Hank Haggard has a classic country baritone, the kind that will have you sobbing into your beer one minute and two-steppin’ with your sweetheart the next.


Hank is headlining a double-bill “Honky Tonk Night” this Friday, March 22, at the Guardian taproom, with opening act and outlaw country singer Sissy Brown.


Music starts at 7:30 p.m.


Hank chatted with the Brew Blog this week about what makes honky tonk music and honky tonk bars so special.


He’s from Muncie originally, so get out to the taproom and welcome him back!


What’s the country music culture in Muncie?


Do you know where Walt’s Triangle is (1634 Kirby Ave.)? This place is a gem. It’s a honky tonk. We’ve played in there a couple times.


When I played at Walt’s, that was the most educated crowd as far as country music goes that I’ve ever played to. I mean, they were asking for kind of obscure classic country songs. People don’t even know these songs anymore. I was shocked. We knew a lot of what they wanted. But, it was interesting.


I like the breweries, places like Guardian. There’s a musical renaissance. It’s ironic because honky tonk music is liked by old people and younger people, and breweries bring in young people.


What’s so special about honky tonk music?


I really started to listen to it in college. Then I started going to Nashville. This is before Nashville’s renaissance. Lower Broadway is where all the honky tonk bars used to be. It was to be rough and seedy and the music was incredible. Some of these hillbilly singers were so bad they were good. They had no voice. They’re drunk. But it was 200 percent from the heart. It was the realness of the music.


What’s wrong with the current country scene?


I think that everyone can like what they like — nothing wrong with that. What I don’t like is it being called country music. It’s pop music. There’s nothing wrong with pop music. It has its place. But why do you have to call it country music?


It’s like modern country music has stolen a genre. It’s like all of a sudden if jazz just started referring to itself as classical Beethoven music.

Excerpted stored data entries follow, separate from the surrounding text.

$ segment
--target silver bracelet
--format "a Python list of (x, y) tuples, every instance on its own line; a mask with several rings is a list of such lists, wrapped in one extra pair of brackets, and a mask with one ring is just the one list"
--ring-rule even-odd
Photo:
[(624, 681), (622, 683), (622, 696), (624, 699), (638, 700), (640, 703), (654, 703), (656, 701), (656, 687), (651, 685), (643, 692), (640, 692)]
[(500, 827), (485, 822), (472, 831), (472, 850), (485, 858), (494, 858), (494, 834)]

What’s the craziest thing you’ve seen at a show?


I used to play a place called the Ironworker in Indianapolis. The building is still there, but the Ironworker is gone, unfortunately. One night, this woman just started slamming this other woman with a stool. The Ironworker, being the kind of place it was, no one stepped in to stop it. People were yelling, “Beat her ass.”


Then, seemingly unrelated, these two men started fighting in the back of the bar. They were well into their 70s, maybe even their 80s. It was a sight. Eventually, one of the women stumbled out of the bar. The old men resolved their problems and one of them bought the other a beer.


Places like the Ironworker don’t exist anymore, for better or for worse. I think it’s for worse.


What can people expect at the show on Friday?


We’ll have a three piece band, an upright bass, myself (guitar/vocals) and a fiddle player.

I don’t use set lists. I try to get a feel for what people want. A lot of times they’ll tell you. I do a lot of shuffle — medium-tempo, Texas style stuff. I have more of a Texas influence than a Nashville influence.


I do quite a bit of rockabilly. It’s a traditional Memphis thing. It’s old rockabilly. Sun Sessions era. Johnny Cash. George Jones. Even Buck Owens.